Michael Hicks, Ph.D., director Bureau of Business Research, Ball State University

After a year or so of writing this column, I've at least learned two things. First, if you write about taxes or environmental policy, you are going to be busy reading angry e-mails. Second, almost none of those angry e-mails are from folks who have actually inconvenienced themselves to perform research on tax or environmental policy. I know these two things and yet cannot resist writing about environmental policy and taxes.

A few years ago I was heavily into environmental policy research. It was all pretty technical economics work, the kind with upside down Greek letters and second derivatives. It really puts a toddler to sleep at bedtime.

Among the things produced by these efforts was an outline of what became the largest state environmental tax plan, the economics for the first clean coal grant (a whopping $108 million), an economic analysis of a carbon capture program called Futuregen and estimates of the cost of regulating mountaintop mining. All fun stuff designed to rob an economist of his friends on both sides of any issue.

Nestled in all that research was an estimate evaluating the relative contribution of prices, income, taxes and public policy on the adoption of alternative fuel vehicles in each state.

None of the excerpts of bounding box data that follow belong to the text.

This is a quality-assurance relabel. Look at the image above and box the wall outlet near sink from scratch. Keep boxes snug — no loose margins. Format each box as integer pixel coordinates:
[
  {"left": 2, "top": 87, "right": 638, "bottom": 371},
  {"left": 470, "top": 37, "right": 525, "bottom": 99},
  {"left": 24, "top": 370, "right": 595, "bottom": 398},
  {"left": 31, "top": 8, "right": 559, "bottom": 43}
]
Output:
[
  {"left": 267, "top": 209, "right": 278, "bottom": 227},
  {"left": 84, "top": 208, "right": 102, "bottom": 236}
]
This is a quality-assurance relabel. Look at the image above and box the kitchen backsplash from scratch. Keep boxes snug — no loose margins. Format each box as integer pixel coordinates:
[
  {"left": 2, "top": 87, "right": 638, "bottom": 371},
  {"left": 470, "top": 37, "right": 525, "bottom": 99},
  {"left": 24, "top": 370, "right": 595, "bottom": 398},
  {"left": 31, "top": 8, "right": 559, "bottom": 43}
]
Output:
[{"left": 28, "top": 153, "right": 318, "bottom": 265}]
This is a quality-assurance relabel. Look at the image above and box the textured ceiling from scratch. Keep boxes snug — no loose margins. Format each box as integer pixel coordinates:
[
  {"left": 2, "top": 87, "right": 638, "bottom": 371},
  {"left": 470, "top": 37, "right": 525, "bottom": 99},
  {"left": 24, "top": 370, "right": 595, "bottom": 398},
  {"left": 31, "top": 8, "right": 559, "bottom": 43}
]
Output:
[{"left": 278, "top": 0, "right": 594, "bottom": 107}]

This was really interesting work because states had enacted very different policies and levied very different tax rates. During the period examined gas prices also fluctuated a great deal (but not quite as much as we've seen in recent years).

I'll spare you the upside Greek letter version (though it is still useful for making that restless toddler a bit drowsy). What I found was pretty straightforward. Adoption of alternative fuel vehicles was influenced a wee bit by gas taxes. The higher the state's gas taxes, the higher the adoption rate.

I also found that the more urban and richer the population, the higher the rate of vehicle adoption in each state. Again, no mystery here since I was looking at pre-2005 data when fuel costs weren't too bad, but the cost of vehicles was pretty high. I also found that state and federal tax incentives played a very small role in adoption rates of alternative fuel vehicles. That's a problem because it suggests that even the relatively generous tax incentives were having a very mild effect on ownership of these autos.

Here's the big insight of the paper. What mattered most was the price of fuels, not other policies. High alternative fuel costs kept ownership down, while high gas costs propelled the adoption of alternative fueled vehicles.

Today this doesn't seem like a particularly clever insight (there goes my Nobel Prize nomination). New car buyers struggle to find alternative fuel vehicles on lots, and gas prices are clearly to blame for the quick buy-up. What the research does tell us is that public policy has limitations. All the policy efforts to induce consumers to buy the fuel efficient vehicles had less influence than a quarter price increase per gallon of gas.